Character Analysis Charles Bovary


Charles is a dull, unimaginative country doctor. From the opening chapters, we are made aware that Charles must work very diligently at something that comes easily for others. He lacks the dashing imagination that characterizes his father, the elder Bovary. His constant struggle to achieve almost anything is a part of his essential nature. He has no natural talents and must work twice as hard as others in order to achieve the simplest results.

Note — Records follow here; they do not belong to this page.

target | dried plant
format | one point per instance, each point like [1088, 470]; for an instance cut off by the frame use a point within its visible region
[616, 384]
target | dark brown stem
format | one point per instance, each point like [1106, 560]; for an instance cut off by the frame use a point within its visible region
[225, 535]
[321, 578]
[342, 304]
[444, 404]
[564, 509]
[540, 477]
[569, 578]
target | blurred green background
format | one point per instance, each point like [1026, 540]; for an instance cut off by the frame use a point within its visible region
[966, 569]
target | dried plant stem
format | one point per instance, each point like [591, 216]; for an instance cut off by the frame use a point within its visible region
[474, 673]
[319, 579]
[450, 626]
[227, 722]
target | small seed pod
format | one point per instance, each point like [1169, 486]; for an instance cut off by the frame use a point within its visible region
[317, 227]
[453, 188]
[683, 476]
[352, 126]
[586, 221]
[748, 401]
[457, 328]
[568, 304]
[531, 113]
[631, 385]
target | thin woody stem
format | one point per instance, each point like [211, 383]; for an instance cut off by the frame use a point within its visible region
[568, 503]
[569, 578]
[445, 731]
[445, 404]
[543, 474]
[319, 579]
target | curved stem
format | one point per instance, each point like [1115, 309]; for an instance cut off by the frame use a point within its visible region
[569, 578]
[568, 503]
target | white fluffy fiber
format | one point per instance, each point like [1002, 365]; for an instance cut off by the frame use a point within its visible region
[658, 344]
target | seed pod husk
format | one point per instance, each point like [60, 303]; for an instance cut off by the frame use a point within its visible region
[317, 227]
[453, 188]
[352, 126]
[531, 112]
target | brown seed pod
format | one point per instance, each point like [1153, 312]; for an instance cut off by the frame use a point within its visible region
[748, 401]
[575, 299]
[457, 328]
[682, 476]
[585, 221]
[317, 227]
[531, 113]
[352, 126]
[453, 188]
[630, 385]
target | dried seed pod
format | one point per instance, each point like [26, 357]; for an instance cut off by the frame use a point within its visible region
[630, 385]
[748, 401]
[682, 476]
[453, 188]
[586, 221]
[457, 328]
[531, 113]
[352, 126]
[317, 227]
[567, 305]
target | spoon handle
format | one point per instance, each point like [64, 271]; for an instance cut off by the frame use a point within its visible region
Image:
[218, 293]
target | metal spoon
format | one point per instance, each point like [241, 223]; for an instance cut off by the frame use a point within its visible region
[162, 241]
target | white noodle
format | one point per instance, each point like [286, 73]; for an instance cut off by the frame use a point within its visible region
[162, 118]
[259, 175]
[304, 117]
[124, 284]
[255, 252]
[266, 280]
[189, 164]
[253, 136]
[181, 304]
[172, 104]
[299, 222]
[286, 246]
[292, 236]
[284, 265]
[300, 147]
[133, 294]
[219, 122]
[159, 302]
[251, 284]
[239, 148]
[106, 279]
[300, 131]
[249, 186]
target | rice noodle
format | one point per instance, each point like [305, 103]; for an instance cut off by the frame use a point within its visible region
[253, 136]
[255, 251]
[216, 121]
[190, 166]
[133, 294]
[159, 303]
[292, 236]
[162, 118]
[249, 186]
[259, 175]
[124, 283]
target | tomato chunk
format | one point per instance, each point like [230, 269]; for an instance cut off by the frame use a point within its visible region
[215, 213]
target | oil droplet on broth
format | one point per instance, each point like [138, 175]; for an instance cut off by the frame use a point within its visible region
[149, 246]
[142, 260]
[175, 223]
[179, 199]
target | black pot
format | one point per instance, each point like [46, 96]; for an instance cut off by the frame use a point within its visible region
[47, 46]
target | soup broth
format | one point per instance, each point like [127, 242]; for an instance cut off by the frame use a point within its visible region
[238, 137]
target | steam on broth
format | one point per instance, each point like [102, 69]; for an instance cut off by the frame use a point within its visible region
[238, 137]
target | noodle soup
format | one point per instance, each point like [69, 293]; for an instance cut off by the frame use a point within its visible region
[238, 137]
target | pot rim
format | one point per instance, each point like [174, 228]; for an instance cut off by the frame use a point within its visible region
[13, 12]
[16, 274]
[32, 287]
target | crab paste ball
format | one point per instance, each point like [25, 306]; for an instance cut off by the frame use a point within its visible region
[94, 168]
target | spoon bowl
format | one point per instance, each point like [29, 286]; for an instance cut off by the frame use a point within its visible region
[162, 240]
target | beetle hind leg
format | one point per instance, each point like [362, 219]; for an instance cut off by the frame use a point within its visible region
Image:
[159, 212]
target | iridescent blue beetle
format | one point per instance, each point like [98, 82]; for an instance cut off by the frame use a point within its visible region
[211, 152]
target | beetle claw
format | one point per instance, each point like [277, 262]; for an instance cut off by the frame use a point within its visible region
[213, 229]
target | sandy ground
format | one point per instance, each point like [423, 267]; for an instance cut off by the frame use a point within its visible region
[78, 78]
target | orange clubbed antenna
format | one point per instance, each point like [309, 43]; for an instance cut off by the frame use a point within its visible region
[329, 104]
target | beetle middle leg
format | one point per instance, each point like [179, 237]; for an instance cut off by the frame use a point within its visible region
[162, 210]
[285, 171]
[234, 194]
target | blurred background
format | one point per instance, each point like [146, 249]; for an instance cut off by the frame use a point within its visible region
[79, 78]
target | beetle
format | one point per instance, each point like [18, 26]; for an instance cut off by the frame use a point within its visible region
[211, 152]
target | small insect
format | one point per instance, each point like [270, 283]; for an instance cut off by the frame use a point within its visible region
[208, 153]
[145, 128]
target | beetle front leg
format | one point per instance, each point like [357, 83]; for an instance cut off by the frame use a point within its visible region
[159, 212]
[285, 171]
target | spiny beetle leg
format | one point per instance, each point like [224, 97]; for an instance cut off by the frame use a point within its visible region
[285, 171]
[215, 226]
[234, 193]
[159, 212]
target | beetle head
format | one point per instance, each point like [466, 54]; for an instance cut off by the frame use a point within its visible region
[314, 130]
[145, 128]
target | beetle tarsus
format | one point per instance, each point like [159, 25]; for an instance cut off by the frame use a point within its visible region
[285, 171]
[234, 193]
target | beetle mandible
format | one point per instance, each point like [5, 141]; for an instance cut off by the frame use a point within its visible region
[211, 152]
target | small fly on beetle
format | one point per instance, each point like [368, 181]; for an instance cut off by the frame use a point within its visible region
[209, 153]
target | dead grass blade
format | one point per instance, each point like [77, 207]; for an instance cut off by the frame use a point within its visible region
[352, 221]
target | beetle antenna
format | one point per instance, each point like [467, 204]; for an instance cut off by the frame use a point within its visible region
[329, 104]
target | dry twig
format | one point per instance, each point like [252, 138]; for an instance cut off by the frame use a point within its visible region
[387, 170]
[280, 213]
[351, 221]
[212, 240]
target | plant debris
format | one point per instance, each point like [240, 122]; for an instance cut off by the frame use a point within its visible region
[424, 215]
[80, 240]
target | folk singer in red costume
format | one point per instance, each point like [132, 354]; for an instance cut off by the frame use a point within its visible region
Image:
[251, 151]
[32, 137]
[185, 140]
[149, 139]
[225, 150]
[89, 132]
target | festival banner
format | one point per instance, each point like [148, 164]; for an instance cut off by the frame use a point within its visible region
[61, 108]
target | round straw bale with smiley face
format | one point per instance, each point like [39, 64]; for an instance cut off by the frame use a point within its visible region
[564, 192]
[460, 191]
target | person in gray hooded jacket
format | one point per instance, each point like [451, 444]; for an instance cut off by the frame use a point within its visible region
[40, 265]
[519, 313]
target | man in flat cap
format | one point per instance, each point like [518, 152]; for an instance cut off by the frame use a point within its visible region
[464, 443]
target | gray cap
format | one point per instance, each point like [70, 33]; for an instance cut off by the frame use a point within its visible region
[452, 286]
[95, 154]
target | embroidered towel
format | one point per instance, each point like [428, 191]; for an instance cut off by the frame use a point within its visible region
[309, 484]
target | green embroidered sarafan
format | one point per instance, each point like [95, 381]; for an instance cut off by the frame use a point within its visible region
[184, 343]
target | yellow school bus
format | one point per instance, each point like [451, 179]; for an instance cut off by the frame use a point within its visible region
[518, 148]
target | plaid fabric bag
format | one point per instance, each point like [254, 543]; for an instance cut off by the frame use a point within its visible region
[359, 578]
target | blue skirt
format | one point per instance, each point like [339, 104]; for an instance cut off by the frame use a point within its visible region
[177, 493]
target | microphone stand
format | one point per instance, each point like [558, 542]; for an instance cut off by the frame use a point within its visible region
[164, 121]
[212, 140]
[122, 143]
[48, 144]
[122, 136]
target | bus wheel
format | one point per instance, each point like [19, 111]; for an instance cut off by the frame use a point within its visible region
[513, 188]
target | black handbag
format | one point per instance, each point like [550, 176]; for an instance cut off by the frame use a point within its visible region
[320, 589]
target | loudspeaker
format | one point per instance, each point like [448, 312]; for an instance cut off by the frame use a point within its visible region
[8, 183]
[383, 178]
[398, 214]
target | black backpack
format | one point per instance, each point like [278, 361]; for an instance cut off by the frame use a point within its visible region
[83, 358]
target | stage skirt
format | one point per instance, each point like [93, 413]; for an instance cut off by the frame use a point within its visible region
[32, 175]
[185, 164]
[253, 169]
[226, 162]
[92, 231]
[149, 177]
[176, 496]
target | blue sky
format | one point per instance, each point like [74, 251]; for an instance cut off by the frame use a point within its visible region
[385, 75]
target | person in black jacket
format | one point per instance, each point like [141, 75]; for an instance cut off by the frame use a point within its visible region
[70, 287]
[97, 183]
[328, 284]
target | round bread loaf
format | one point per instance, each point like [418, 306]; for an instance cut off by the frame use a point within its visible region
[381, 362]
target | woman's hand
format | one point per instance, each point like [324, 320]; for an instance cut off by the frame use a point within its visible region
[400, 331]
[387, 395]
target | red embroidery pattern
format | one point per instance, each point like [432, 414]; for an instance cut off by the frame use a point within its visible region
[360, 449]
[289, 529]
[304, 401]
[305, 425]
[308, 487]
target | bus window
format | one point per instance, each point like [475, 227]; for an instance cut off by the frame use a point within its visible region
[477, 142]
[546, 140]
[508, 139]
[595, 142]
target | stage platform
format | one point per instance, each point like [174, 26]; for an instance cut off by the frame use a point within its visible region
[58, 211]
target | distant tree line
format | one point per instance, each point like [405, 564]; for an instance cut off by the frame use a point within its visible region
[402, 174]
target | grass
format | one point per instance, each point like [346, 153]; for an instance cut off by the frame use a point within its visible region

In his school, we saw that when he relaxes he gives himself over to aimless wanderings and ultimately fails his examinations. Furthermore, he is the type who can be easily controlled by a woman. First, his mother ruled his life completely for him, even arranging a marriage for him with a woman about twenty years older than he. Thus his first wife was able to rule him rather easily. But these women make it exceptionally easy for Emma to control Charles and to get her way in every matter.

Charles functions as a complete contrast to Emma. His plodding nature and his routine ardors and embraces suggest his insensitive nature. He is content with commonplace activities and is too dull to notice Emma's dissatisfaction. He assumes that Emma is as happy as he is, and he is incapable of detecting any subtle differences in their life. Whereas Emma burns to experience everything in life, Charles feels that with the birth of his daughter, he has now gone through the complete list of human experiences. His contentment with his life only makes life more unbearable for Emma.

Charles' only attribute is his devoted love for Emma. His every concern is directed toward her happiness and his love and devotion are completely unselfish. When Emma is sick, he leaves all else and devotes himself entirely to her recovery. He is capable of unselfish feelings whereas Emma is concerned only with herself.

Charles is the dull commonplace little man, the typical representative of the insensitive and unimaginative human being. He was intended by Flaubert to personify many of the most appalling aspects of provincial, middle-class society.